Scope and compatibility#
Does it work on Obsidian Mobile?#
Yes — Draft Bench supports Obsidian Mobile as of 0.3.2. Android is verified via on-device walkthrough; iOS and iPadOS ship untested until a Mac-equipped contributor surfaces. All the surfaces work on mobile (Manuscript view, Manuscript Builder, scene / chapter / sub-scene / draft creation, retrofit, integrity, the compile pipeline, Bases, Style Settings). Compile to disk is desktop-only by construction (depends on Electron’s native save dialog); compile to vault works on both desktop and mobile across all four formats (Markdown, PDF, ODT, DOCX). iOS bug reports are welcome and triaged via the mobile-ios label.
Does Draft Bench manage characters or locations?#
No. Auxiliary content — characters, locations, research, worldbuilding — stays user-managed in plain markdown notes, or moves to Charted Roots, the sibling plugin that owns world-building. Two focused plugins in one shared vault.
This is a design commitment, not an unfinished scope. Writers who want everything in one plugin should look at StoryLine.

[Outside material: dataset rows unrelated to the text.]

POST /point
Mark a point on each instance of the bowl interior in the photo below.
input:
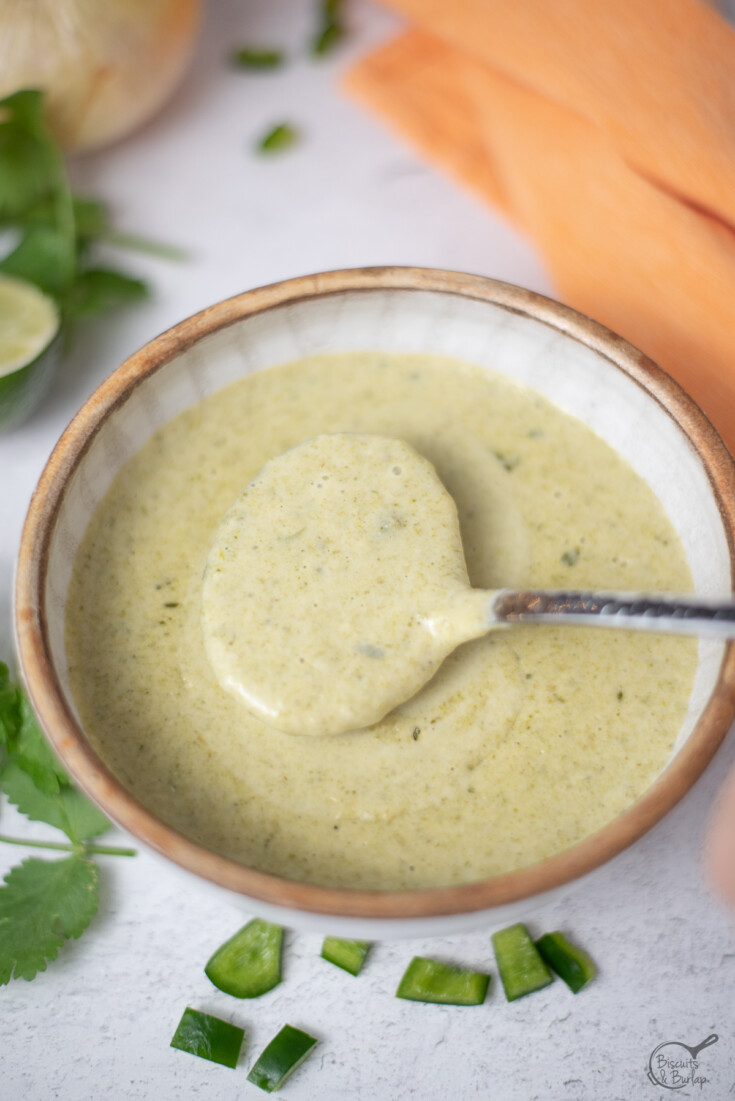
(579, 366)
(576, 377)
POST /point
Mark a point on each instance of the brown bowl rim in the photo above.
(90, 773)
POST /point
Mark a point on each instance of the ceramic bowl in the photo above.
(580, 366)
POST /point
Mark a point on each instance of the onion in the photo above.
(106, 65)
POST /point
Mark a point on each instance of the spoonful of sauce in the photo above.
(336, 586)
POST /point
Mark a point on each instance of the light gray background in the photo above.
(98, 1023)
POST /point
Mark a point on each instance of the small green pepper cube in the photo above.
(520, 966)
(208, 1037)
(349, 955)
(249, 963)
(277, 1061)
(570, 962)
(430, 981)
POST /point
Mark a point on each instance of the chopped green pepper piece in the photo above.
(349, 955)
(284, 1054)
(281, 137)
(430, 981)
(208, 1037)
(253, 57)
(571, 963)
(522, 968)
(249, 963)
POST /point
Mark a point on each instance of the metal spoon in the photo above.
(669, 613)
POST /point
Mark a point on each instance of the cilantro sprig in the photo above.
(56, 228)
(42, 902)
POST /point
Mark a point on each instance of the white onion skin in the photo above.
(107, 65)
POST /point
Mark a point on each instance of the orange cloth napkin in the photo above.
(605, 131)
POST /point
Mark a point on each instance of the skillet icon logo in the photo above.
(673, 1065)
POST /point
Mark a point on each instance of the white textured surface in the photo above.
(98, 1023)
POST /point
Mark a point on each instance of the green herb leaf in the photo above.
(30, 163)
(98, 290)
(33, 754)
(256, 58)
(68, 809)
(10, 716)
(327, 40)
(43, 257)
(331, 30)
(282, 137)
(42, 903)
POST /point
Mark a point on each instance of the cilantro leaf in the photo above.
(280, 138)
(9, 709)
(33, 753)
(100, 289)
(30, 164)
(67, 809)
(43, 257)
(42, 903)
(256, 57)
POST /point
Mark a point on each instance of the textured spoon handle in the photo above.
(636, 611)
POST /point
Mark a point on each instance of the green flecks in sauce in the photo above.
(546, 771)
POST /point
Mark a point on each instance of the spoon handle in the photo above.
(636, 611)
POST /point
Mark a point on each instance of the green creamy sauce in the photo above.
(336, 585)
(523, 743)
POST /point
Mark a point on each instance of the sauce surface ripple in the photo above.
(523, 743)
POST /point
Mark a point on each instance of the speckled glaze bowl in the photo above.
(580, 366)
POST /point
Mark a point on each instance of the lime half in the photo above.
(29, 348)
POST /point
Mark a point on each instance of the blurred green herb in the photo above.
(58, 229)
(42, 903)
(280, 138)
(254, 58)
(331, 29)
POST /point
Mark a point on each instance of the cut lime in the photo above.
(29, 347)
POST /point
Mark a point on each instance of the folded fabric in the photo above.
(606, 133)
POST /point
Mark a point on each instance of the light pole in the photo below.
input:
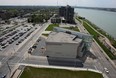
(8, 68)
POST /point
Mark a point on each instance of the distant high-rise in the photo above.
(67, 12)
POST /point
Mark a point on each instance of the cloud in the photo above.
(91, 3)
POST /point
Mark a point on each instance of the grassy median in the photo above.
(30, 72)
(51, 26)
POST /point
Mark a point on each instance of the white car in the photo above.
(106, 70)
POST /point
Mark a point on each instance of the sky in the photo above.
(87, 3)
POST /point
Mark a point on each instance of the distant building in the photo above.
(67, 12)
(65, 43)
(55, 19)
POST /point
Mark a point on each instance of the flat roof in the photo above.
(62, 37)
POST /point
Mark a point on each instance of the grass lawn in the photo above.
(31, 72)
(51, 26)
(96, 35)
(45, 35)
(74, 28)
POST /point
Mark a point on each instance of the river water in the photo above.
(104, 19)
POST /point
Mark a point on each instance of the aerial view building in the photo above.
(67, 44)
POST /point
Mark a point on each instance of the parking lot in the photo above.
(12, 40)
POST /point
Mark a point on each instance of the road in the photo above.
(101, 61)
(21, 52)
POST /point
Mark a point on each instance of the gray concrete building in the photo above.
(65, 44)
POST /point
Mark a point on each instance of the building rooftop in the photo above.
(63, 38)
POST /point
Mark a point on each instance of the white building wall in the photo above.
(65, 50)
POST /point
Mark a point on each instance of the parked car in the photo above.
(106, 70)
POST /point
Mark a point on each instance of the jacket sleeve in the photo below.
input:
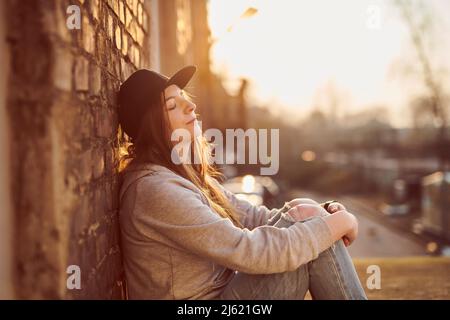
(252, 216)
(173, 209)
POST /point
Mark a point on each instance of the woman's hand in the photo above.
(335, 207)
(297, 201)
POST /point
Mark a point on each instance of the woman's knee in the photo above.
(297, 201)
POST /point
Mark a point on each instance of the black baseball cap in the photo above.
(141, 91)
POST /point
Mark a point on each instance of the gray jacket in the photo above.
(175, 246)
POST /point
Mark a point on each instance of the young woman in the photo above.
(186, 237)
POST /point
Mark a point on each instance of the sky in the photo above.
(294, 51)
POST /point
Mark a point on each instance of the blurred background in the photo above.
(360, 92)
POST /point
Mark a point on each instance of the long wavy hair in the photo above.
(153, 145)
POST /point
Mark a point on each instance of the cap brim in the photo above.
(182, 77)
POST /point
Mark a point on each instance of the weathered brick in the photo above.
(98, 163)
(118, 38)
(90, 62)
(62, 69)
(103, 123)
(88, 35)
(81, 74)
(140, 13)
(122, 12)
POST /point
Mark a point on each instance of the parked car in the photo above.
(255, 189)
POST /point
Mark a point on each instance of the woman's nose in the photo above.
(190, 106)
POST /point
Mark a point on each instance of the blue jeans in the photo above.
(331, 276)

Does it import from Scrivener?#
Yes, as of 0.5.0 (2026-05-08). A multi-step wizard reads a Scrivener 3 .scriv bundle from inside your vault and produces a fresh Draft Bench project. Hierarchy auto-detect maps the binder to projects / chapters / scenes / sub-scenes; statuses, labels, and custom-metadata fields route to your vocabulary; RTF bodies convert to markdown; inline images extract; cross-document Scrivener Links rewrite to wikilinks. Optional snapshot import and Research-folder import. Cross-platform (works on every OS Draft Bench supports). Scrivener 2 and iOS Scrivener formats are not supported in V1. See Importing from Scrivener for the full walkthrough and known limitations.
Does it lock my notes into a plugin format?#
No. Every Draft Bench artifact is a regular markdown file with dbench- frontmatter properties — standard Obsidian properties, visible in each note’s Properties panel and queryable from Bases, Dataview, or Templater. The dbench- prefix is namespaced so the plugin’s keys can’t collide with your own conventions or another plugin’s. A vault opened without the plugin still reads cleanly: scenes are notes, drafts are notes, compile presets are notes. Uninstalling Draft Bench leaves your manuscript intact; the only thing you lose is the plugin’s UI surfaces (Manuscript view, Manuscript Builder, integrity service).
Does it work with other Obsidian writing plugins?#
Generally yes. Draft Bench’s dbench- frontmatter prefix is namespaced so it doesn’t collide with other plugins’ properties, and the plugin opts in to standard Obsidian APIs (FileManager, Bases, Style Settings) rather than parallel mechanisms.
Specific compatibility: Draft Bench is built to coexist with Charted Roots (sibling plugin, no overlap by design). Coexistence with Longform or StoryLine in the same vault is technically possible but not a tested configuration — those plugins overlap with Draft Bench’s manuscript-spine scope, so most writers will pick one.
Getting help#
Where do I report a bug or request a feature?#
GitHub issues. Both bug reports and feature requests welcome; the BRAT-public phase is when feedback shapes V1.x most. For day-to-day usage questions, the wiki covers Getting Started, Manuscript Builder, Drafts and Versioning, Projects and Scenes, and Settings.